Secondly, your outer loop iterates through all values of the destination array, and in each step uses an inner loop to iterate through all values of the source arrays. That is not what you want. What you want is one loop counting from j=0 to j<5 and iterating through the source arrays. The positions in the destination array are then determined as 2*j and 2*j+1, and there is no need for an inner loop.

Thirdly, as explained in the comment, a correct implementation of sorted-list merge needs two independent counters j1 and j2. However, your current input is hardwired into the code, and if you replace 00 with 100, your current algorithm (after the corrections above are made) will actually work for the given input.

Finally, but less importantly, I wonder why your destination array is allocated on the heap using new. As long as you are dealing with small arrays, you may allocate it on the stack just like the source arrays. If, however, you allocate it on the heap, better use a std::unique_ptr<>, possibly combined with std::array<>. You'll get de-allocation for free then without having to think of putting a delete [] statement at the end of the function.

Answer 5

Before even looking at the implementation, check the algorithm and write it down with pen and paper. The first thing that pops is that you are assuming that the first two elements in the result will come one from each source array. That need not be the case, consider two arrays where all elements in one are smaller than all elements in the other and the expected result:

int a[] = { 1, 2, 3 };
int b[] = { 4, 5, 6 };

If you want the result sorted, then the first three elements come all from the first array. With that in mind think on what you really know about the data. In particular, both arrays are sorted, which means that the first elements will be smaller than the rest of the elements in the respective array. The implication of this is that the smaller element is the smaller of the heads. By putting that element into the result you have reduced the problem to a smaller set. You have a' = { 2, 3 }, b = { 4, 5, 6 } and res = { 1 } and a new problem that is finding the second element of res knowing that a' and b are sorted.

Figure out in paper what you need to do, then it should be straight forward to map that to code.

Answer 6

The else if(sortedArray1[j] = sortedArray2[j]), did you mean else if(sortedArray1[j] == sortedArray2[j])?

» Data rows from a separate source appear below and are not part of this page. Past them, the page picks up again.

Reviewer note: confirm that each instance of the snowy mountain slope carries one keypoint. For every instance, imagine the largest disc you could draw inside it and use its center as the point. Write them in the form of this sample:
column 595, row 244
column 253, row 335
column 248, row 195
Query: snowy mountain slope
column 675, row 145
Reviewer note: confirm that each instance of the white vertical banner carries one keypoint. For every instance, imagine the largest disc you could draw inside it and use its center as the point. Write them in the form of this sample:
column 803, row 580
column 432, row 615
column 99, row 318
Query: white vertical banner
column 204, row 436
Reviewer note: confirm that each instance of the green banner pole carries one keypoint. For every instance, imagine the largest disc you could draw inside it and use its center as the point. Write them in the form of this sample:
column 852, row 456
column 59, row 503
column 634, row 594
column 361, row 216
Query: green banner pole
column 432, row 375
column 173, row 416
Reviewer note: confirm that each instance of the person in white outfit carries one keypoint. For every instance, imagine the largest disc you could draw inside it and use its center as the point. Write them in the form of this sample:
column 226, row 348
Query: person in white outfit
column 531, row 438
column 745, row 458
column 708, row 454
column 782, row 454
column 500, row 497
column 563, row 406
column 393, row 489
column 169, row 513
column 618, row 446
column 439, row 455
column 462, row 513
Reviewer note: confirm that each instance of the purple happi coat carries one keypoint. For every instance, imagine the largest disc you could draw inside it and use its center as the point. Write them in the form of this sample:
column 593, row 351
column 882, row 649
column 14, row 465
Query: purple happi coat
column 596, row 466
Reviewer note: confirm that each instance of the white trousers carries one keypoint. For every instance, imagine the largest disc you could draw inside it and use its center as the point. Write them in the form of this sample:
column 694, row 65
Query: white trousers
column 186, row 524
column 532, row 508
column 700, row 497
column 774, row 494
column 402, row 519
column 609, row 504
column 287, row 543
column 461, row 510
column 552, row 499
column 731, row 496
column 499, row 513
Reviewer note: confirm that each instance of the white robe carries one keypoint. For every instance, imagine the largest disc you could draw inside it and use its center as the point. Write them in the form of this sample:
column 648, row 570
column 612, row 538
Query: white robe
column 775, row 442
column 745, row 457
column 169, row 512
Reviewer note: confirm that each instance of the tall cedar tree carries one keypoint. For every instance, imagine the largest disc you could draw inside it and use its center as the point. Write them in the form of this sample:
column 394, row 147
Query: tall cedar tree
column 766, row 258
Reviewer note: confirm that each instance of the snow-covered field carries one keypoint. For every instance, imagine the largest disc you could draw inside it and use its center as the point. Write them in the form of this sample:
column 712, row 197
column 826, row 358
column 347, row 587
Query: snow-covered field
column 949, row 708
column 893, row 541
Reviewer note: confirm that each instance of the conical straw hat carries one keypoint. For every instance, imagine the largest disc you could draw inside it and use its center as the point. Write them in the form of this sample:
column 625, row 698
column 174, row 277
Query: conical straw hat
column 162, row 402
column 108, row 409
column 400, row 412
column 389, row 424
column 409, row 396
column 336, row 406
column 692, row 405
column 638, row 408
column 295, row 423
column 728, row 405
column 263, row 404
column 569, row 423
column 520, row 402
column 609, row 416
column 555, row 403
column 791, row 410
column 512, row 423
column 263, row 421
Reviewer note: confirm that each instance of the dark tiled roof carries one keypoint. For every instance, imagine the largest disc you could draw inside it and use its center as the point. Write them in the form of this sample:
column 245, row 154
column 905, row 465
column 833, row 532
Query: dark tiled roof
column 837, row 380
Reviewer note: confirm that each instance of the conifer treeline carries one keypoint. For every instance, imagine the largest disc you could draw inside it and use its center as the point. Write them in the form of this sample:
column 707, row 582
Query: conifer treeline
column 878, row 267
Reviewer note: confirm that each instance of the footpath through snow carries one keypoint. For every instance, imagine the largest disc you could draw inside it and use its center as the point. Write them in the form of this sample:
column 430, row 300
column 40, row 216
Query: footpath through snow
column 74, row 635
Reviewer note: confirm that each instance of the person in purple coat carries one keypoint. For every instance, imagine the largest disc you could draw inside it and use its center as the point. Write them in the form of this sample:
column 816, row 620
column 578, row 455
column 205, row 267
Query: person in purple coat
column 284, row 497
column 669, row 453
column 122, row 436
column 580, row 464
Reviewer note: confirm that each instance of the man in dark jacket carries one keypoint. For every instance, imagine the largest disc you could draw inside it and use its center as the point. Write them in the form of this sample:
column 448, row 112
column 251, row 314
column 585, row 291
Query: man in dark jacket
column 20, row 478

The former one will assign the value of sortedArray2[j] to sortedArray1[j] -- and that's the reason that why you get 5 77 5 77...

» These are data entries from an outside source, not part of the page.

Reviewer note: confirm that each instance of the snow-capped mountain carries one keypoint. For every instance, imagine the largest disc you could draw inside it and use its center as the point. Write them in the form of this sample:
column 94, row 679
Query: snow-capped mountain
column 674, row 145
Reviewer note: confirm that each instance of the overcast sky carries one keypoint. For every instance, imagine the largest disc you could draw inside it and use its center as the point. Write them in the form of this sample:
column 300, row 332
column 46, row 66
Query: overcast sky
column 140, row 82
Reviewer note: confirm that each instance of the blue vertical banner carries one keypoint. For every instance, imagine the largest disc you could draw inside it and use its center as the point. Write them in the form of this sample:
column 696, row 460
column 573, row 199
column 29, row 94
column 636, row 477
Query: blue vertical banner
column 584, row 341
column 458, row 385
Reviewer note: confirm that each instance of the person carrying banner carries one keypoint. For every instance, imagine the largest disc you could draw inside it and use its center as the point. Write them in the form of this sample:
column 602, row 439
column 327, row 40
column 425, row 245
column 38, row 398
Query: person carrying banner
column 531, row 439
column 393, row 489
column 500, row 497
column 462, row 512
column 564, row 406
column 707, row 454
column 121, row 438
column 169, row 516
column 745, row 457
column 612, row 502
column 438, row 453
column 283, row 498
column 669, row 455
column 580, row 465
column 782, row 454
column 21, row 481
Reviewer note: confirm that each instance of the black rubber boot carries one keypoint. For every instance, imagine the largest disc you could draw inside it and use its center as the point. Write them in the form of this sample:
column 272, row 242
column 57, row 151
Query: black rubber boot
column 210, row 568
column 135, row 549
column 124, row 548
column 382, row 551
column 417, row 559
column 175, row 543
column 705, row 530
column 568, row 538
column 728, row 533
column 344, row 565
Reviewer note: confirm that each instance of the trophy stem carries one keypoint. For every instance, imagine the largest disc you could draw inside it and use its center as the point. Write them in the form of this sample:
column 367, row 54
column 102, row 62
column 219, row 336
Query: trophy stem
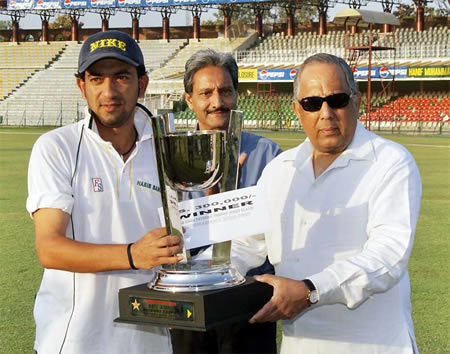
column 230, row 180
column 221, row 253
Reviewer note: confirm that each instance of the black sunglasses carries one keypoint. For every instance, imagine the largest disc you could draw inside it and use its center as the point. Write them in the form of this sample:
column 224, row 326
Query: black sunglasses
column 314, row 103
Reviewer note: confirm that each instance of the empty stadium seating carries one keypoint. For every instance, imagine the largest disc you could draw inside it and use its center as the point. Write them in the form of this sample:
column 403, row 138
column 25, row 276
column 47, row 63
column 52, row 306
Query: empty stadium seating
column 415, row 111
column 20, row 61
column 278, row 48
column 55, row 79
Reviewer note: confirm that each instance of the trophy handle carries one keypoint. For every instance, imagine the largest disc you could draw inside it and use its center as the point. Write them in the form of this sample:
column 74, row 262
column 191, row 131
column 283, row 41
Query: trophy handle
column 169, row 196
column 222, row 251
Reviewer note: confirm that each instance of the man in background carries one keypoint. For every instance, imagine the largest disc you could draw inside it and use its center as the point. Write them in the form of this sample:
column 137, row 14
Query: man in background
column 210, row 83
column 97, row 229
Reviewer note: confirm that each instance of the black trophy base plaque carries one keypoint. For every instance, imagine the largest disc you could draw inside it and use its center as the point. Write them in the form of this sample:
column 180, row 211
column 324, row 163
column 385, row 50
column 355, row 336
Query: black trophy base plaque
column 197, row 311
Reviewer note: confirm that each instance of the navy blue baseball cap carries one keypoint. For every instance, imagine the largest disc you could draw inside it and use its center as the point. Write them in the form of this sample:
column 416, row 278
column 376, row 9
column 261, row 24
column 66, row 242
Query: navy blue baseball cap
column 110, row 44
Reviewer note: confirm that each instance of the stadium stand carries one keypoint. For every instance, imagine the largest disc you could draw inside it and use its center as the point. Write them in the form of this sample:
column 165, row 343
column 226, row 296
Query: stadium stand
column 20, row 62
column 288, row 50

But where's the 5 come from? There's no 5 in either sortedArray, yet I find for(int j = 0; j <= 5; j++) must be something wrong. The highest index of a size N array is N-1 rather than N in C/C++(but not in Basic).. so use j<5 as the condition, or you may fall into some situation which is hard to explain or predict..

After all, there's problem in your algorithm itself, every time the outer loop loops, it will at last compare the last elements in the two arrays, which makes the output to repeat two numbers.

So you need to correct your algorithm too, see Merge Sort.